Nul doute que Beyrouth occupa dans les premiers siècles après Jésus-Christ une place à part dans le domaine culturel. La célèbre école de droit dont l’excellence de l’enseignement se raconte encore aujourd’hui, voyait venir à elle des étudiants de toute la région. La qualité exponentielle de l’enseignement des professeurs de cette institution contribuèrent à faire de Beryte « la mère des lois ». Ulpien, Démosthène, Anatole et Justinien qui fut à l’origine du fameux code, exaltèrent entre autres leur savoir dans cette petite ville de Méditerranée qui acquit une réputation à nulle autre pareille, et dont l’école surpassa celles de Constantinople et de Rome.
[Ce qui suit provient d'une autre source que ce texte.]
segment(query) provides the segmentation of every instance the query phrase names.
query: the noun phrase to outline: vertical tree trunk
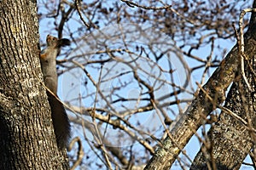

Mais le 16 juillet 551, la terre trembla et un raz de marée d’une ampleur effroyable rasa et la ville et son école de droit. Présente encore dans les écrits et les esprits des historiens, les vestiges de cette institution se cachent dans le sous-sol de Beyrouth, quelque part à proximité de la cathédrale Saint-Georges.
Maintes fois fouillé durant l’histoire, le quartier et ses alentours n’en finit pas de révéler toute la richesse de son sous-sol. Dès la fin de la guerre, plus de 87 chantiers archéologiques ont été ouverts et 500 archéologues, chefs de mission, étudiants et stagiaires ont participé aux travaux. Les fortifications de la cité datant du IIe millénaire av. J.-C. ont entre autres été exhumées ainsi qu’un glacis protégeant la Beyrouth phénicienne, un quartier d’habitations de l’époque perse et un autre de l’époque hellénistique, de nombreux monuments d’époque romaine : forum, thermes, nécropoles, sans oublier des zones artisanales avec des ateliers de potiers et un atelier de verrier de l’époque omeyyade. Une équipe de l’Université libanaise a dégagé une partie du Cardo Maximus, près de l’église Saint-Georges des orthodoxes. Cette voie romaine qui parcourait Beyrouth était agrémentée de part et d’autre de colonnes de granit qui attendent aujourd’hui de faire partie du Jardin du Pardon, promenade au cœur des vestiges, qui aurait dû être inauguré en juillet 2005.